The subcapsular sinus (SCS) is the first site in the tumor-draining lymph node (TDLN) contacted by tumor-draining material carried in afferent lymph and exhibits profound molecular and structural alterations which impact both antigen presentation and metastatic progression. (A) Afferent lymph draining from the tumor carries soluble antigens (Ag), tumor-derived secreted factors (TDSF), tumor-derived extracellular vesicles (tdEVs), migratory dendritic cells (DCs), and metastatic tumor cells to the SCS. (B) SCS macrophages interdigitate the floor of the SCS and extend into the lumen serving both antigen presentation and barrier functions through the capture of particulate lymph-borne tumor-derived material (>70kDa), including tdEVs. While SCS macrophages may be protective against metastasis, they can be progressively lost during primary tumor development leading to inappropriate tdEV access to B cell follicles that drives pathogenic responses. (C) Lymphatic endothelial cells (LEC) form the boundaries of the SCS and create and maintain chemokine gradients (e.g. CCL21, CXCL12, CCL1) that direct DC migration towards the paracortex for antigen presentation. Small, soluble antigens (<70kDa) and proteins enter fibroblastic reticular cells lined collagen conduits that bridge the subcapsular sinus and paracortex. Tumor cells arrive in TDLN via afferent lymph and often coopt the same homing mechanisms used by DCs (e.g. CCL21/CCR7, CCL1/CCR8, and CXCL12/CXCR4) to facilitate their migration to and seeding within the SCS. Furthermore, expanded and activated LECs within the TDLN upregulate adhesion molecules, such as α4β1 integrin, that further support tumor cell adhesion and invasion. (D) Lymphatic sinuses are expanded prior to tumor cell arrival by both tumor- and B cell- derived lymphangiogenic growth factors (e.g. VEGF family members), and their growth restructures the carefully maintained guidance cues that direct antigen presentation and tumor cell seeding. These alterations culminate in the formation of a functional pre-metastatic niche that supports tumor cell adhesion, outgrowth, and invasion while also contributing to LN immune suppression.

Figure 3.. The role of the tumor-draining lymph node in PD-1/PD-L1 blockade.

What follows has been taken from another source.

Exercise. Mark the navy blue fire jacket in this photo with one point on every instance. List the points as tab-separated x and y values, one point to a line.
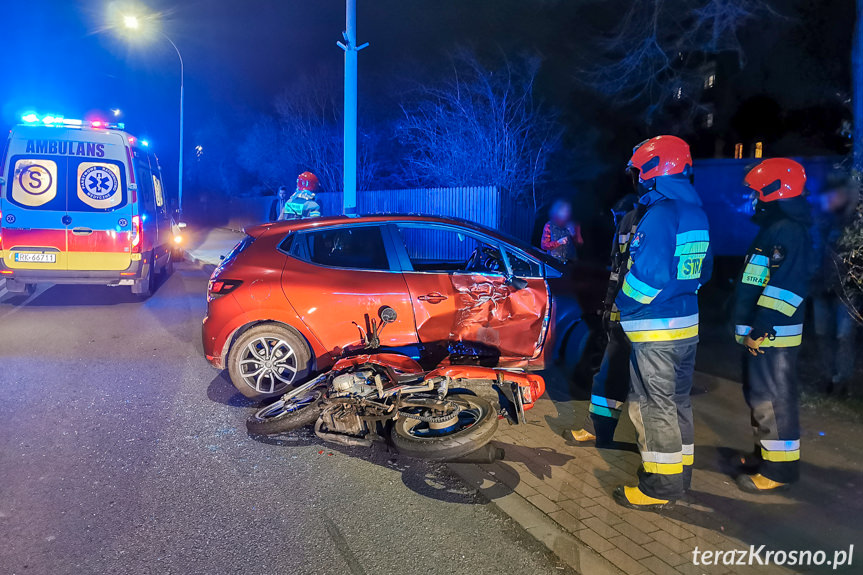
775	280
671	259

The mechanism of action of immune checkpoint blockade (ICB) may differ by anatomic location and data supports an integral role for the tumor-draining lymph node (TDLN). (A) Within the tumor microenvironment, PD-L1 is expressed by tumor cells and the hematopoietic and non-hematopoietic tumor microenvironment. Initially, PD-L1 blockade was thought to directly improve intratumoral T cell function by relieving local immune suppression and reinvigorating chronically antigen-stimulated, exhausted tumor infiltrating lymphocytes. (B) When delivered systemically, however, reinvigorated CD8⁺PD-1⁺Ki67⁺ T cells can be detected in blood of responders over non-responders and de novo T cell responses are seen in blood, tumors, and normal adjacent tissue, indicate systemic expansion on therapy. (C) While initial experiments using FTY720 to block shingosine-1-phosphate-dependent T cell egress suggested that TDLN were not required for response to ICB, the TDLN is now emerging as a key player in response and a potential direct target. The TDLN exhibits higher expression of hematopoietic PD-L1 compared to non-draining LNs (NDLN) and are critical sites of antigen presentation and T cell priming. PD-L1/PD-1 antibodies administered via routes that enrich delivery to the TDLN boost CD8⁺ T cell proliferation and show equivalent efficacy even at substantially lower doses than delivered systemically. Targeting and activating the antigen-loaded TDLN, therefore, may represent an exciting strategy for immunotherapy moving forward.